From Russia with love
The Zimbabwe Electoral Commission plus a smattering of government freeloaders back from a trip to the Russian election have sworn voting was “free and fair and credible” and “a true reflection of the will of the people.”
Everything was concluded in a peaceful environment and in an efficient and professional manner for the sake of democracy, our delegation declared.
Say that again, Judge Priscilla Chigumba, our election commission chair (below) who is no stranger to flawed depositions.
About 80 people were arrested across Russia for “vandalism” like pouring green dye into ballot boxes and incidents of arson outside polling stations. They face 5 years in jail. The dye ‘zekyonka’ is an antiseptic symbolic of killing germs.
There were four inconsequential other-party candidates after a dozen independents were disqualified from the poll for not meeting Putin’s required criteria.

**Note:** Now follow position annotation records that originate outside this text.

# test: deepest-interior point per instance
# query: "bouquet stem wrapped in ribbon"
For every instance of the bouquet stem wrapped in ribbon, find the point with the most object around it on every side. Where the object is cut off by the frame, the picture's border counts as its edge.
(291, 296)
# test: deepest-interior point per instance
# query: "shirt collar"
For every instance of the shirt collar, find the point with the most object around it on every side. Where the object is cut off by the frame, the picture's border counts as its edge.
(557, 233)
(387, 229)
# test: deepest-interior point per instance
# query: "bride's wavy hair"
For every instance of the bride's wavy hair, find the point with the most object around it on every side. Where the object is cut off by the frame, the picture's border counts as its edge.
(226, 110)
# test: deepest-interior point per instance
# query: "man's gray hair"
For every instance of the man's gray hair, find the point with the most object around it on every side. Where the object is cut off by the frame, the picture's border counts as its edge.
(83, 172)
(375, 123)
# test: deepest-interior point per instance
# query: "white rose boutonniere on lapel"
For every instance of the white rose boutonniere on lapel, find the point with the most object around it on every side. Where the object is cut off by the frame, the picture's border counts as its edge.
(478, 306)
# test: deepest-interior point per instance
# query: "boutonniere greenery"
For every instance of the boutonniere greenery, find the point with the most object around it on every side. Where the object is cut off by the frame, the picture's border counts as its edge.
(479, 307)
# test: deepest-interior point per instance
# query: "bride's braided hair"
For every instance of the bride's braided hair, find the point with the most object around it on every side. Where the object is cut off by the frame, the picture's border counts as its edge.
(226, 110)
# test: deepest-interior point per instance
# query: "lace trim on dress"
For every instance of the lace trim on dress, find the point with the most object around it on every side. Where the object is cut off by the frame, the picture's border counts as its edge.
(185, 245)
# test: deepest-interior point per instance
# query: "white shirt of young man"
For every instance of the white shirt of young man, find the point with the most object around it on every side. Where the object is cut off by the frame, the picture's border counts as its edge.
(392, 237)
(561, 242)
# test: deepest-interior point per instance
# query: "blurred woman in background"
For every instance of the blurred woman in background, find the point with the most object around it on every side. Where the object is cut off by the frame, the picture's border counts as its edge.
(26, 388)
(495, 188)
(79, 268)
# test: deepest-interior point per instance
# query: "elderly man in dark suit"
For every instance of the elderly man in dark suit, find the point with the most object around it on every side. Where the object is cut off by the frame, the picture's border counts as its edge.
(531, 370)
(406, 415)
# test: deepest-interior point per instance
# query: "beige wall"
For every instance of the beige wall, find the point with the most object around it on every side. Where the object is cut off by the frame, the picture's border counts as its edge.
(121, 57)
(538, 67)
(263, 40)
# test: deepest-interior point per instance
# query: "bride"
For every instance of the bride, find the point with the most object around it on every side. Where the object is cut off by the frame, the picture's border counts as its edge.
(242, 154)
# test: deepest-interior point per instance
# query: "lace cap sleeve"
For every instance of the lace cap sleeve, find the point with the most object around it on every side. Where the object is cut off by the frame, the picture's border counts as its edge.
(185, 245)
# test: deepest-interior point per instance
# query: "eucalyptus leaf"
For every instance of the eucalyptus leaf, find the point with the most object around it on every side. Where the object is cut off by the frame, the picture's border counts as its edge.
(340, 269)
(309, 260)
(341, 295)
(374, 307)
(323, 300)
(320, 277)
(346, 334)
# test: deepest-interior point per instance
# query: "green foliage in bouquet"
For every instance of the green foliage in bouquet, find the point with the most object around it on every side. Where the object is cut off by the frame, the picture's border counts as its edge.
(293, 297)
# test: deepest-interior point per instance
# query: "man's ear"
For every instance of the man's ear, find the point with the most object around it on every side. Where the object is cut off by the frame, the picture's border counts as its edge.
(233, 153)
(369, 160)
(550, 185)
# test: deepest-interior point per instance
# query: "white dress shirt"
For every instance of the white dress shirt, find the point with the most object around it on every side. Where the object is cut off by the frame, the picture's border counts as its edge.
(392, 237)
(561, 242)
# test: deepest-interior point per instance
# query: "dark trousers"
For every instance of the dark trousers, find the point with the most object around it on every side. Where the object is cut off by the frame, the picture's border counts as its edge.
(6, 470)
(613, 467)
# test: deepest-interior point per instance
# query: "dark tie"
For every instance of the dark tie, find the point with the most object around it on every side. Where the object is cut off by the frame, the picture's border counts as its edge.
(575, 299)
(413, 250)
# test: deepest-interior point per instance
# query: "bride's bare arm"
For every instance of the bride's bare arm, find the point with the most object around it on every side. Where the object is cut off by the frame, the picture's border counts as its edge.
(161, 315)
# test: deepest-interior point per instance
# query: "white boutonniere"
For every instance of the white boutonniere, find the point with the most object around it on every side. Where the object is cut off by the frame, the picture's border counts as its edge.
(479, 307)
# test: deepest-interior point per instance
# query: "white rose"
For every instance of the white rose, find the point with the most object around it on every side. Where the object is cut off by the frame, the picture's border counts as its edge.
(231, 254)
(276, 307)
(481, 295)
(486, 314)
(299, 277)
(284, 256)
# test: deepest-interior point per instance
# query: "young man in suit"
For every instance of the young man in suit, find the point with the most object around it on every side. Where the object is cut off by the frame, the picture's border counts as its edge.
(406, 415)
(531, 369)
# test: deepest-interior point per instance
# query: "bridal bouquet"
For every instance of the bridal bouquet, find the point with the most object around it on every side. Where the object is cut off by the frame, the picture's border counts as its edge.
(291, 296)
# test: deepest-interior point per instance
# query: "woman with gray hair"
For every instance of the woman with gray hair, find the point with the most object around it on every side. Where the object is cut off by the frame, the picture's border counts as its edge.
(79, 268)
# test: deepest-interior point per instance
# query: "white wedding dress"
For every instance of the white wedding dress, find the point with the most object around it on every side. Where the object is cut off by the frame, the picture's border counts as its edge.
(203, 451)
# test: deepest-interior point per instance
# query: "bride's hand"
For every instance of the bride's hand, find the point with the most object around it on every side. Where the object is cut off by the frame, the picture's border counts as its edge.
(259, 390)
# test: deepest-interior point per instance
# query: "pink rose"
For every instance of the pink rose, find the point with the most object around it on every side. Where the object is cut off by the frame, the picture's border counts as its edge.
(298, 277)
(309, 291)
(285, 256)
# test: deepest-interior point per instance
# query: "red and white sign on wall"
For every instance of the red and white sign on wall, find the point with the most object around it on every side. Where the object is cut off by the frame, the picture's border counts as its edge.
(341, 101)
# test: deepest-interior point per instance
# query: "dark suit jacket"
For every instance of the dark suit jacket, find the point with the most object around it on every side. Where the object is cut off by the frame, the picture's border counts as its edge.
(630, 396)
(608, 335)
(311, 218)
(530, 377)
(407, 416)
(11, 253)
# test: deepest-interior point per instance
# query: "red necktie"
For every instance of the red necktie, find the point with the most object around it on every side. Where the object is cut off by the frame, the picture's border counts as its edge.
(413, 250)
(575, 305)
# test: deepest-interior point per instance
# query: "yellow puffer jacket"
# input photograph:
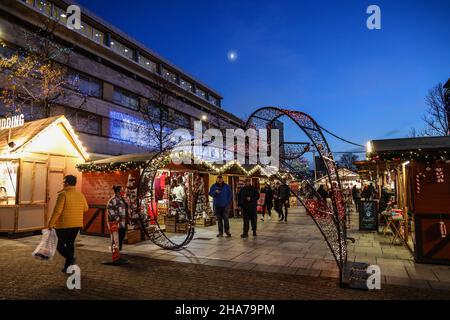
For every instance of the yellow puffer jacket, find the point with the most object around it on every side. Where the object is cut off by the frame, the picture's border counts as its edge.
(69, 209)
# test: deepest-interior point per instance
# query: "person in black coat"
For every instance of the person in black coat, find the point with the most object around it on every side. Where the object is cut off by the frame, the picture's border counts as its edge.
(268, 200)
(248, 201)
(356, 194)
(285, 193)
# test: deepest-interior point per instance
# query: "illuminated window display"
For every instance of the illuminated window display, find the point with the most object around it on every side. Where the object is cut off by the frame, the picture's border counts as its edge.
(8, 181)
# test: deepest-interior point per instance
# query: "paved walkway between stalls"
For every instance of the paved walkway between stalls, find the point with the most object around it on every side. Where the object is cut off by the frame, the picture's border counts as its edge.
(23, 277)
(293, 248)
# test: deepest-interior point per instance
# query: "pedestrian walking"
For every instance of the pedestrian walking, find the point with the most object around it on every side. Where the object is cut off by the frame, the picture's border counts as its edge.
(221, 194)
(117, 209)
(248, 201)
(284, 194)
(268, 201)
(356, 194)
(67, 219)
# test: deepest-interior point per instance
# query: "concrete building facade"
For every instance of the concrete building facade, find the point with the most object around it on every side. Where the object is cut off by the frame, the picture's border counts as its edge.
(116, 76)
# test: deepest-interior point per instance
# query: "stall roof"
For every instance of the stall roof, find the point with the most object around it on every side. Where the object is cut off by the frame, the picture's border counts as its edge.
(137, 157)
(23, 136)
(407, 144)
(344, 174)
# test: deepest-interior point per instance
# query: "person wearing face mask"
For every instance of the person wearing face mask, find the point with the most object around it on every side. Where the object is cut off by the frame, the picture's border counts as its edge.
(221, 194)
(248, 200)
(118, 213)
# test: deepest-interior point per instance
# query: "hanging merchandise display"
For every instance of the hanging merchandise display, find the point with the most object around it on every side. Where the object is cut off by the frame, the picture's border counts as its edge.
(202, 207)
(443, 229)
(439, 175)
(419, 180)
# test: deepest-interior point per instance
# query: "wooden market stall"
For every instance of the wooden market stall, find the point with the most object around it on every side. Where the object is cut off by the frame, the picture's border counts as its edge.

Alexei Navalny, of course, was dead. (There’s an easy way to kill an opponent already held in an Arctic prison. Put him outside into below freezing temperatures for a while then strike his heart with a fist and it will stop.)
Putin got 87 percent of the 84 million ballots cast.
Zimbabwe’s 2023 small-fry elections saw 4.5 million votes cast by 6.6 million.
Russian observers and hangers-on had unqualified praise too. You know. Free and fair and reflecting the will of the people. As is usual every five years, our results are once again in unresolved dispute.
Russia’s official figures show 2 million voters living outside the federation were allowed to vote this time around.
Some 120 Russians voted in Putin’s re-election at embassy polling booths in Harare and Bulawayo.
If millions of Zimbabweans who have fled abroad in recent years were allowed to vote from a distance our outcome would be very different.
We loudly support Putin’s war in Ukraine in return for Russian aid, small against the West’s, and investment our phenomenal mining resources by his favoured oligarchs.
Our Prez Mnangagwa got given helicopters on his last visit to Moscow that aren’t seen flying for the public good back here at home.
Putin’s parliament has ruled that he can serve another six years in the presidency under a recent constitutional amendment. When that ends he will have effectively run things for 31 years – two years longer than another Russian ogre, Josef Stalin.